# Document similarity

In [20]:
import pandas as pd
import numpy as np
import string
import spacy
from spacy.lang.en.stop_words import STOP_WORDS
from sklearn.feature_extraction.text import TfidfVectorizer
from sklearn.neighbors import NearestNeighbors

In [3]:
df = pd.read_csv('data/amazon_alexa.tsv', sep='\t')
df.head()

Unnamed: 0,rating,date,variation,verified_reviews,feedback
0,5,31-Jul-18,Charcoal Fabric,Love my Echo!,1
1,5,31-Jul-18,Charcoal Fabric,Loved it!,1
2,4,31-Jul-18,Walnut Finish,"Sometimes while playing a game, you can answer...",1
3,5,31-Jul-18,Charcoal Fabric,I have had a lot of fun with this thing. My 4 ...,1
4,5,31-Jul-18,Charcoal Fabric,Music,1


In [None]:
df.shape

## Load language model, punctuation and stopwords

In [4]:
# load (medium-size) English language model and stopwords
nlp = spacy.load('en_core_web_md')
stop_words = spacy.lang.en.stop_words.STOP_WORDS
# list of punctuation
punctuations = string.punctuation

## Custom tokenizer

In [5]:
# creating our tokenizer function
def custom_tokenizer(sentence):
    
    # remove newline chars, punctuation
    exclude = ['\n', '’', *string.punctuation]
    sentence = ''.join(ch for ch in sentence if ch not in exclude)
    
    # creating our token object, which is used to create documents with linguistic annotations.
    tokens = nlp(sentence)

    # lemmatization, lowercase, strip extra whitespace
    tokens = [ word.lemma_.lower().strip() if word.lemma_ != "-PRON-" else word.lower_ for word in tokens ]
#     tokens = [ w.lower_ for w in tokens ]

    # remove stopwords
    tokens = [ w for w in tokens if w not in stop_words ]

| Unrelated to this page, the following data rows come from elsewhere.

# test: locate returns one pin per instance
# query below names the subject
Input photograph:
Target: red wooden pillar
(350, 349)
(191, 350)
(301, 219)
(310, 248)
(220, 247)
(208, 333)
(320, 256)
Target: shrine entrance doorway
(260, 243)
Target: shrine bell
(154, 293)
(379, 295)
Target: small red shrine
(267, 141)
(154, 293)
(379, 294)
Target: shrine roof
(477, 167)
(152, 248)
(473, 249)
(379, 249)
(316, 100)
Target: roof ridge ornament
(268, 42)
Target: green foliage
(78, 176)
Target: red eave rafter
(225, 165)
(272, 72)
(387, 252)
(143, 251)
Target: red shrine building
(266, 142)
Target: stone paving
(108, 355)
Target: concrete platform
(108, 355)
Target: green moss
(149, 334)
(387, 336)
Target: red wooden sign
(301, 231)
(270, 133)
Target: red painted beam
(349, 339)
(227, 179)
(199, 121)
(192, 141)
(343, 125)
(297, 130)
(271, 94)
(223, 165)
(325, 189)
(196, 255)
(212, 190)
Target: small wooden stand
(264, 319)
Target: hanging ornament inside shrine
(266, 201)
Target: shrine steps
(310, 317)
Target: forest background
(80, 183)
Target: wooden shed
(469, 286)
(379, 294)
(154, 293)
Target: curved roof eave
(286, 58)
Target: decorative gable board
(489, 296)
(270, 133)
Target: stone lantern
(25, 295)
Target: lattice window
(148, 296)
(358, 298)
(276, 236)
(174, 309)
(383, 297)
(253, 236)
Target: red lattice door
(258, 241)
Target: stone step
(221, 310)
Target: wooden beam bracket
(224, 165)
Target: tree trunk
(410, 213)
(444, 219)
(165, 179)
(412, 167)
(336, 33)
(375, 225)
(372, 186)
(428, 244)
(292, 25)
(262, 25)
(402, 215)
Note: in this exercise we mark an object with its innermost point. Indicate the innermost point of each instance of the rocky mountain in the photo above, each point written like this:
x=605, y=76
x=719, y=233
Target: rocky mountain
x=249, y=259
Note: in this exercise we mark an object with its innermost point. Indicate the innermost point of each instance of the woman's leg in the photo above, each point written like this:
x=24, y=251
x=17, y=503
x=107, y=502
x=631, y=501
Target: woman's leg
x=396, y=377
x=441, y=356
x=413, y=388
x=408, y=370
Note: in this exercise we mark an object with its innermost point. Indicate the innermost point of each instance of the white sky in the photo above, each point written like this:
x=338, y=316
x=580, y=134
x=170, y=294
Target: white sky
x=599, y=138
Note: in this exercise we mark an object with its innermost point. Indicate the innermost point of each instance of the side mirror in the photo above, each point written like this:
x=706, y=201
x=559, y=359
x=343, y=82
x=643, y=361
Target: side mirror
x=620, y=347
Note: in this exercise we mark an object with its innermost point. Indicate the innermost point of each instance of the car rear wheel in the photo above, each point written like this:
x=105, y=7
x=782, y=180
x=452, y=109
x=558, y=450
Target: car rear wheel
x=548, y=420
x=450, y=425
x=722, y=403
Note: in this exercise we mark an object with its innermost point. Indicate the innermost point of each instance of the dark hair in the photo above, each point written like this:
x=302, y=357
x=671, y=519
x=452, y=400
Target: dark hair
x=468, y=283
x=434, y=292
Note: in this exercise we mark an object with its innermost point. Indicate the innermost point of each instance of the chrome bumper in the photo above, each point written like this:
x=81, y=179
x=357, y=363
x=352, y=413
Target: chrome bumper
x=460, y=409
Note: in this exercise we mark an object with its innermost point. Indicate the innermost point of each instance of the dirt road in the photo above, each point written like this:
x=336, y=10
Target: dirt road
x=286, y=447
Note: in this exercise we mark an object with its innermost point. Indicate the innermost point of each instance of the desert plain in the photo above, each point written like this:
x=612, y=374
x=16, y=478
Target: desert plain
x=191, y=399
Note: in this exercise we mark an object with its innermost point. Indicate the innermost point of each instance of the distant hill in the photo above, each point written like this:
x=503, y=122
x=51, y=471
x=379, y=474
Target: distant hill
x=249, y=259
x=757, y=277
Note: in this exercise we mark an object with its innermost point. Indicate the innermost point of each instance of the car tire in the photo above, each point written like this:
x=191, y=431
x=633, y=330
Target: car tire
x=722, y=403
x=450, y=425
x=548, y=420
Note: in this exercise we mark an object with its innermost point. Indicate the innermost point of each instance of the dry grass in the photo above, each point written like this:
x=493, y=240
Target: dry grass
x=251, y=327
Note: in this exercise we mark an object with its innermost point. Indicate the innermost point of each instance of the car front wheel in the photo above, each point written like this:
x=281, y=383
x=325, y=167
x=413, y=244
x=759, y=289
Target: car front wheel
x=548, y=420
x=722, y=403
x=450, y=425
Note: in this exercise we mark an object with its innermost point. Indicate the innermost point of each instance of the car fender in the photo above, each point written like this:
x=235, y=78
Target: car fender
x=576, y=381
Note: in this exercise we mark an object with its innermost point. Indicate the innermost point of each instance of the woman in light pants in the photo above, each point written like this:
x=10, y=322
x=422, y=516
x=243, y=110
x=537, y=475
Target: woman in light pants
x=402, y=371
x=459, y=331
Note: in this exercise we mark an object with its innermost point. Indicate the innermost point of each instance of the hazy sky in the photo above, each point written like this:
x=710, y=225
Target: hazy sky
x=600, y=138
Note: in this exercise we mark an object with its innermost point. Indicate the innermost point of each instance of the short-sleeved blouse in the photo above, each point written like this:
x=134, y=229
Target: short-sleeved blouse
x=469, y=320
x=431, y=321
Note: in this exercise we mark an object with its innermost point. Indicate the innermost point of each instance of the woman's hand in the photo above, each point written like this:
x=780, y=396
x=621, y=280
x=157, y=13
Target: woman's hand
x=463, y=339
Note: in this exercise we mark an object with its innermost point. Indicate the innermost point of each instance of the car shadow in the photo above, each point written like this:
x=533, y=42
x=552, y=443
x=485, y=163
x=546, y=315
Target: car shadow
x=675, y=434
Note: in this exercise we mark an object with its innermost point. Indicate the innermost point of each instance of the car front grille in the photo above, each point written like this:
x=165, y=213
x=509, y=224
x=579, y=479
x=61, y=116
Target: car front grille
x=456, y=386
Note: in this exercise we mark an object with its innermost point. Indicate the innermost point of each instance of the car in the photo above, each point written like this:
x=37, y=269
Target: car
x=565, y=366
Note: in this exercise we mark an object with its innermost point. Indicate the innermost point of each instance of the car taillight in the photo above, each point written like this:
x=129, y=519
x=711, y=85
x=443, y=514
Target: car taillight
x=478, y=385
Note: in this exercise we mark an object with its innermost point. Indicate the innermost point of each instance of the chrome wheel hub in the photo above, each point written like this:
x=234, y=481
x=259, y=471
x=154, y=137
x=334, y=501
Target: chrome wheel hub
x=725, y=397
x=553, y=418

    # return preprocessed list of tokens
    return tokens

In [6]:
# test it out
df.loc[:5, 'verified_reviews'].apply(custom_tokenizer)

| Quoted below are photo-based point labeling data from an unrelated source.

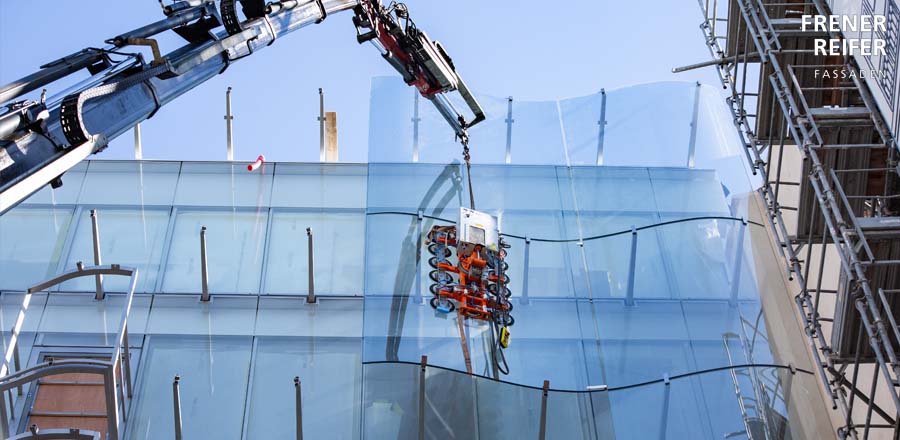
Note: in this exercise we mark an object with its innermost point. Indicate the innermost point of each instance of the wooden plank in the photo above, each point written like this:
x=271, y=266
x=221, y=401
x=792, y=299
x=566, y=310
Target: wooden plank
x=331, y=145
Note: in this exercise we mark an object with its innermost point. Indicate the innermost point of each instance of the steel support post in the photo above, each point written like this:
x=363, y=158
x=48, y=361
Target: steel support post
x=299, y=407
x=321, y=120
x=311, y=296
x=525, y=270
x=229, y=126
x=4, y=418
x=127, y=362
x=601, y=135
x=545, y=393
x=95, y=230
x=664, y=418
x=176, y=403
x=204, y=271
x=419, y=217
x=421, y=418
x=738, y=263
x=18, y=363
x=112, y=402
x=629, y=295
x=693, y=141
x=416, y=120
x=509, y=121
x=138, y=147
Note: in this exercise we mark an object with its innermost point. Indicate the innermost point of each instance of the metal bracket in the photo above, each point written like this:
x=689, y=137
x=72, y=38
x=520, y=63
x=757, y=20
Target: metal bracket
x=322, y=11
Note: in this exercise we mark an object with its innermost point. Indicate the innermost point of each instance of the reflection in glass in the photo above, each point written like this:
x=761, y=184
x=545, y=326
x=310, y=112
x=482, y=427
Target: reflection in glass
x=130, y=237
x=31, y=243
x=213, y=372
x=330, y=373
x=235, y=242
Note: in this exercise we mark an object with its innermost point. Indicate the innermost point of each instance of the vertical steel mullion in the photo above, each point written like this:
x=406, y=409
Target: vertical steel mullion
x=204, y=270
x=629, y=295
x=69, y=243
x=298, y=402
x=416, y=120
x=738, y=264
x=112, y=404
x=321, y=120
x=418, y=281
x=693, y=139
x=4, y=420
x=311, y=295
x=166, y=250
x=664, y=419
x=525, y=270
x=251, y=372
x=176, y=405
x=95, y=235
x=601, y=135
x=267, y=241
x=421, y=413
x=229, y=127
x=545, y=391
x=509, y=121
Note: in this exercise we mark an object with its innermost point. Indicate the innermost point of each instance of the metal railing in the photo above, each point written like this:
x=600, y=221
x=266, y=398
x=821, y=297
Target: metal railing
x=116, y=370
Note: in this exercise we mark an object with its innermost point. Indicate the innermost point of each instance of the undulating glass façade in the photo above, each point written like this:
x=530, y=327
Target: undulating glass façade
x=585, y=315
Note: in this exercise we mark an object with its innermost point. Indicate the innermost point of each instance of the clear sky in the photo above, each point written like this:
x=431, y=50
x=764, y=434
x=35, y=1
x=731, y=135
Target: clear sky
x=528, y=49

0                                         [love, echo]
1                                               [love]
2    [play, game, answer, question, correctly, alex...
3    [lot, fun, thing, 4, yr, old, learn, dinosaur,...
4                                              [music]
5    [receive, echo, gift, need, bluetooth, play, m...
Name: verified_reviews, dtype: object

In [8]:
print(f'Original:\n{df.loc[2, "verified_reviews"]}\n')
print(f'Processed:\n{" ".join(custom_tokenizer(df.loc[2, "verified_reviews"]))}')

Original:
Sometimes while playing a game, you can answer a question correctly but Alexa says you got it wrong and answers the same as you.  I like being able to turn lights on and off while away from home.

Processed:
play game answer question correctly alexa wrong answer  like able turn light away home


## TFIDF similarity

In [14]:
vec = TfidfVectorizer(tokenizer=custom_tokenizer, max_features=1500)

In [15]:
X = vec.fit_transform(df['verified_reviews'])

In [16]:
X.toarray().shape

(3150, 1500)

In [17]:
X = pd.DataFrame(X.toarray(), columns=vec.get_feature_names())
X.head()

Unnamed: 0,Unnamed: 1,"""",',1,10,100,15,1st,2,20,...,❤,⭐,️,🏻,👍,💋,😁,😂,😄,😍
0,0.0,0.0,0.0,0.0,0.0,0.0,0.0,0.0,0.0,0.0,...,0.0,0.0,0.0,0.0,0.0,0.0,0.0,0.0,0.0,0.0
1,0.0,0.0,0.0,0.0,0.0,0.0,0.0,0.0,0.0,0.0,...,0.0,0.0,0.0,0.0,0.0,0.0,0.0,0.0,0.0,0.0
2,0.123961,0.0,0.0,0.0,0.0,0.0,0.0,0.0,0.0,0.0,...,0.0,0.0,0.0,0.0,0.0,0.0,0.0,0.0,0.0,0.0
3,0.0,0.0,0.0,0.0,0.0,0.0,0.0,0.0,0.0,0.0,...,0.0,0.0,0.0,0.0,0.0,0.0,0.0,0.0,0.0,0.0
4,0.0,0.0,0.0,0.0,0.0,0.0,0.0,0.0,0.0,0.0,...,0.0,0.0,0.0,0.0,0.0,0.0,0.0,0.0,0.0,0.0


In [18]:
nbrs = NearestNeighbors(n_neighbors=4, metric='cosine', n_jobs=-1).fit(X)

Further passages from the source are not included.